D’énormes transferts financiers vers les pays en développement après 2012

L’évolution du climat mondial entraînera un accroissement des flux financiers destinés aux pays en développement, après 2012, afin que ceux-ci puissent prendre les mesures d’adaptation et d’atténuation nécessaires. Il faut s’attendre à ce que ces sommes correspondent approximativement au volume actuel de l’aide internationale au développement. Selon le secrétariat de la Convention-cadre des Nations Unies sur les changements climatiques (CCNUCC, 2008), leurs besoins de financement oscilleront entre 110 et 150 milliards de francs par an d’ici 2030. La Commission européenne (2009) estime que les pays industrialisés devront s’engager à verser des financements publics de l’ordre de 30 à 75 milliards de francs par an d’ici 2020. Pour l’instant, on n’a toujours pas la moindre idée de la manière dont de telles sommes devront être gérées. Si les fonds ne sont pas utilisés à bon escient ou s’ils s’évaporent sans avoir eu l’effet escompté, cela pourrait provoquer un revirement de l’opinion publique dans les pays industrialisés, qui seraient alors tentés d’abandonner les pays en développement à leur sort. Pour maintenir à long terme la stabilité du régime climatique, il importe de trouver une solution équitable, efficace et efficiente. À quoi pourrait-elle ressembler?

Des expériences avec le FEM…

Depuis le début des années nonante, le Fonds pour l’environnement mondial (FEM) gère de l’argent destiné à promouvoir l’adaptation aux changements climatiques et le transfert de technologies vers les pays en développement. Il a déjà octroyé plus de 2,5 milliards de francs à des projets dans ces domaines. Les pays en développement critiquent vivement les structures décisionnelles du FEM et sa procédure d’allocation des ressources (voir Müller 2009a). Pourtant, le fonds a introduit, après de laborieuses négociations, un mécanisme basé sur une double majorité: pour qu’une décision soit prise, elle doit réunir l’approbation de 60% des pays membres et de 60% des donateurs. Les demandes de financement ne peuvent pas être soumises directement au FEM, mais doivent passer par un organisme d’exécution: par exemple la Banque mondiale ou le Programme des Nations Unies pour l’environnement. Une fois l’aval obtenu, le projet peut être présenté au FEM. Le processus dure généralement plusieurs années jusqu’à ce qu’une requête soit acceptée. Avant 2005, il n’existait aucune clé de répartition entre les pays bénéficiaires. Depuis, l’allocation des ressources se base sur un «indice mondial d’utilité». Celui-ci prend en compte les émissions de CO2 en 2000 ainsi que l’évolution des quantités de carbone rejetées par l’économie durant les années nonante. Ce mode de calcul permet aux pays les plus pollueurs d’accéder facilement aux ressources du FEM, tandis que les petits pays, dont les émissions sont faibles, repartent presque toujours les mains vides.

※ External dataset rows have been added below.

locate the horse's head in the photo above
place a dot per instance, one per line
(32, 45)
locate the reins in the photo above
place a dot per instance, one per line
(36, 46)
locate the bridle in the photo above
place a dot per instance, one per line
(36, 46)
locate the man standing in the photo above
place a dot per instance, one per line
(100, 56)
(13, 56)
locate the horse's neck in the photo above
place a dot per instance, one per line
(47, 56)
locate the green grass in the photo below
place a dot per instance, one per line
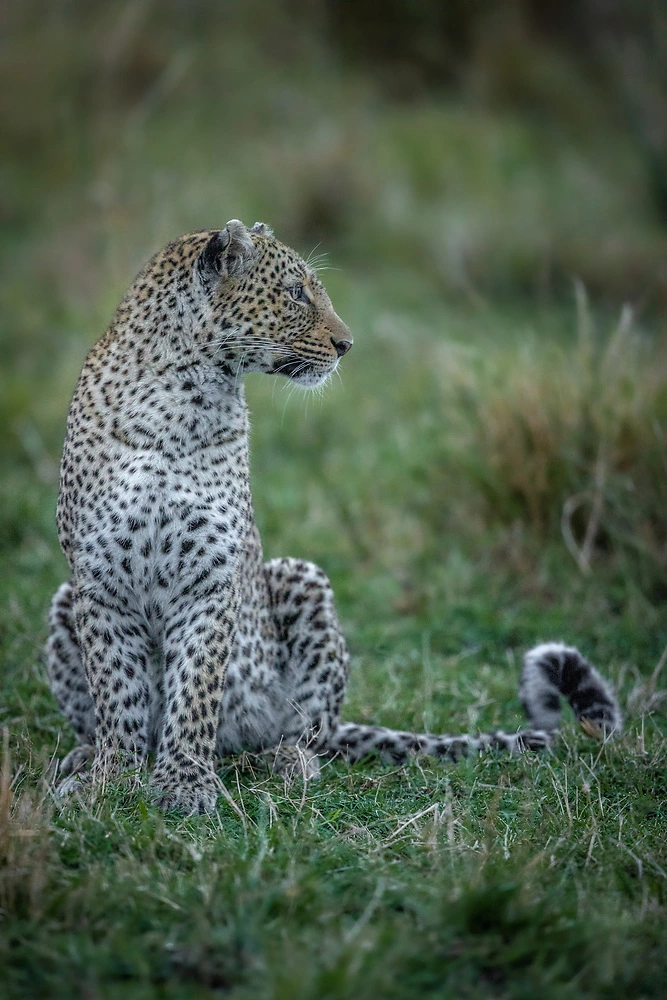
(489, 473)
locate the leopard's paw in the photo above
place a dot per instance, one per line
(189, 791)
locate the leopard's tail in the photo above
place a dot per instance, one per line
(549, 671)
(552, 670)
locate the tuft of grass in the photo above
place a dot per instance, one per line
(566, 438)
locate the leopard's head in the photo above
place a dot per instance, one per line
(266, 309)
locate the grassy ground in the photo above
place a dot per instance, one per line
(489, 473)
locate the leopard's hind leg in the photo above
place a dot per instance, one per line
(313, 663)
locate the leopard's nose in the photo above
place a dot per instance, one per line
(342, 346)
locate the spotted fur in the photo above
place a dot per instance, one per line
(173, 636)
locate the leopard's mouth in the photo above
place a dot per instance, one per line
(293, 366)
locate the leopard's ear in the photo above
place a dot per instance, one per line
(228, 253)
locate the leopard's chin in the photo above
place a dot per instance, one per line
(307, 374)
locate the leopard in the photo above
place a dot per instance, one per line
(174, 643)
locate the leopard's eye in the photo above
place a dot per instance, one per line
(298, 293)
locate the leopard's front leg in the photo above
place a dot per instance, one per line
(197, 644)
(115, 649)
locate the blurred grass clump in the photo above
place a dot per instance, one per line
(565, 438)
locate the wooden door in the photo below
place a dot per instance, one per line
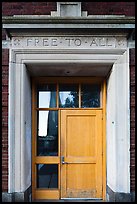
(81, 154)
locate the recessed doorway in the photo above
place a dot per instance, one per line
(68, 134)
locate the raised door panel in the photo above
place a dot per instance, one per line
(81, 146)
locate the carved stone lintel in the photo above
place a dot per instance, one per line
(73, 42)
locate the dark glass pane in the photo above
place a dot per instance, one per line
(90, 95)
(47, 139)
(68, 96)
(46, 96)
(47, 176)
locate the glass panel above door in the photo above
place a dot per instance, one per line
(90, 95)
(46, 97)
(68, 96)
(47, 133)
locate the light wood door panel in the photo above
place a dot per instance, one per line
(81, 146)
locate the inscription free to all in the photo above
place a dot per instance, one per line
(73, 42)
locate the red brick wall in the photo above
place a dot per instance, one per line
(5, 56)
(132, 113)
(109, 8)
(44, 8)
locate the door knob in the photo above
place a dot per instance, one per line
(62, 160)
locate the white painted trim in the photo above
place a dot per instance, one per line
(21, 57)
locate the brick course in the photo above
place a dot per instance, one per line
(44, 8)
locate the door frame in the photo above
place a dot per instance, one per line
(63, 80)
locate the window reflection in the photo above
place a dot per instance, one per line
(47, 176)
(46, 96)
(68, 96)
(47, 144)
(90, 95)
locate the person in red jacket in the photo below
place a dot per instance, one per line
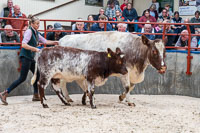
(146, 18)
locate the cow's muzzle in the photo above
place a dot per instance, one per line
(162, 70)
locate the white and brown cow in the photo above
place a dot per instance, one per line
(89, 68)
(139, 53)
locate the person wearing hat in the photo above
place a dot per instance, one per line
(56, 35)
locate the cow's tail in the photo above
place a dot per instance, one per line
(33, 79)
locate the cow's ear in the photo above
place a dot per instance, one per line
(118, 50)
(145, 40)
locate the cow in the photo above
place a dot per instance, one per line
(139, 51)
(86, 67)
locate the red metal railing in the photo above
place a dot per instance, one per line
(189, 57)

… et avec des fonds volontaires

Au-delà du FEM, les fonds destinés à la protection du climat sont très en vogue depuis l’an 2000. Deux d’entre d’eux sont nés à Marrakech en 2001, lors de la Conférence des parties à la Convention-cadre des Nations Unies sur les changements climatiques (CCNUCC): le Fonds pour les pays les moins avancés et le Fonds spécial pour les changements climatiques. En 2008, la Banque mondiale a mis sur pied le Fonds pour les technologies propres et le Fonds stratégique pour le climat. Tous ces mécanismes de financement n’ont reçu qu’une petite partie des ressources initialement promises. Il semble qu’une nouvelle mode soit apparue dans les pays industrialisés: on crée des «fonds à sens unique» pour donner à court terme l’impression d’accorder généreusement des aides financières, mais sans jamais verser en réalité les sommes annoncées.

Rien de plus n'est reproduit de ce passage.